Indonesia will build a lithium anode production line. The country wants to be a superpower in electric car production

Although Indonesia has no lithium mines of its own, it intends to build another plant to process this important metal for the production of electric vehicles.

Although Indonesia has no lithium mines of its own, it intends to build another plant to process this important metal for the production of electric vehicles. Construction is scheduled to start in January and the plant will have a capacity of 80,000 tonnes of processed lithium per year.

Another snippet of the battery industry

Indonesia will start building a lithium processing line to produce anodes. This is another piece in the puzzle of the battery industry. Indonesia is already processing nickel, which it has banned from being exported in its raw state.

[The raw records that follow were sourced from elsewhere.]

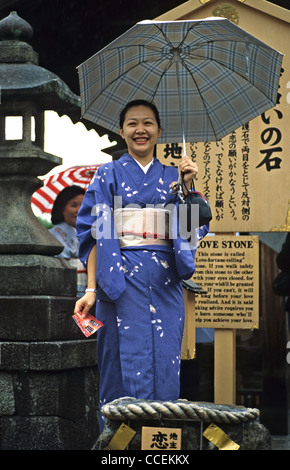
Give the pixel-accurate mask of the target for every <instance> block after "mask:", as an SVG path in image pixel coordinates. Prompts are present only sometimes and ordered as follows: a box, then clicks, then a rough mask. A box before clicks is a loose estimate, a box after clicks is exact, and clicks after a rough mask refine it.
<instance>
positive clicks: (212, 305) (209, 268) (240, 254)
mask: <svg viewBox="0 0 290 470" xmlns="http://www.w3.org/2000/svg"><path fill="white" fill-rule="evenodd" d="M192 280H193V281H194V282H196V283H197V284H198V285H200V286H202V287H203V288H204V289H205V290H206V291H207V294H206V295H198V296H196V297H195V326H196V327H197V328H229V329H235V328H238V329H244V328H246V329H253V328H258V326H259V239H258V237H257V236H234V235H232V236H231V235H230V236H222V235H215V236H210V235H208V236H207V237H206V238H204V239H203V240H201V241H200V242H199V247H198V249H197V254H196V271H195V274H194V275H193V277H192Z"/></svg>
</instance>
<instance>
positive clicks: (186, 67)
mask: <svg viewBox="0 0 290 470" xmlns="http://www.w3.org/2000/svg"><path fill="white" fill-rule="evenodd" d="M181 64H182V65H183V67H184V68H186V70H187V71H188V73H189V74H190V76H191V78H192V80H193V81H194V83H195V85H196V89H197V91H198V94H199V96H200V99H201V101H202V103H203V105H204V109H205V110H206V114H207V116H208V119H209V122H210V124H211V127H212V130H213V133H214V135H215V137H216V133H215V129H214V125H213V123H212V120H211V117H210V114H209V112H208V110H207V107H206V103H205V101H204V99H203V96H202V93H201V92H200V90H199V87H198V84H197V82H196V80H195V78H194V75H193V74H192V73H191V71H190V69H189V68H188V67H187V65H186V64H185V62H184V61H183V60H181ZM216 140H217V139H216Z"/></svg>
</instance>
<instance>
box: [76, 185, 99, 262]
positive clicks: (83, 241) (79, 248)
mask: <svg viewBox="0 0 290 470" xmlns="http://www.w3.org/2000/svg"><path fill="white" fill-rule="evenodd" d="M94 205H95V197H94V193H93V191H90V190H87V192H86V194H85V197H84V199H83V202H82V205H81V208H80V210H79V213H78V216H77V224H76V228H77V237H78V239H79V253H78V256H79V259H80V261H81V262H82V263H83V265H84V266H85V267H87V260H88V257H89V254H90V252H91V250H92V248H93V246H94V245H95V243H96V240H95V239H94V238H93V236H92V226H93V223H94V221H95V219H96V218H95V216H93V215H92V210H93V207H94Z"/></svg>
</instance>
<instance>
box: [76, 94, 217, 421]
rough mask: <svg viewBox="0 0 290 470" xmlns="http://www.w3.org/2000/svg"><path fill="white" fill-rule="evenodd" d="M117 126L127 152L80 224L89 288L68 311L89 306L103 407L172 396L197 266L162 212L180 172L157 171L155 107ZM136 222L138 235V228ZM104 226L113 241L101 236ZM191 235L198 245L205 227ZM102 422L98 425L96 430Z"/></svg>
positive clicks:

The production of lithium anodes will be linked to another lithium (lithium hydroxide) processing line that investors are already building in Indonesia. The planned plant will be able to process up to 80,000 tonnes of lithium and construction will start in January, Septian Hario Seto, Indonesia’s deputy minister for maritime and investment opportunities, told Reuters.

The battery production superpower

“We are building an ecosystem, we don’t want to process only cobalt and nickel,” he said. But Indonesia does not have its own lithium mining operations, and Seto did not say where Indonesia plans to source the needed raw material. Nevertheless, it wants to become a superpower not only in the production of components for electric vehicle batteries, but also in electric vehicles themselves.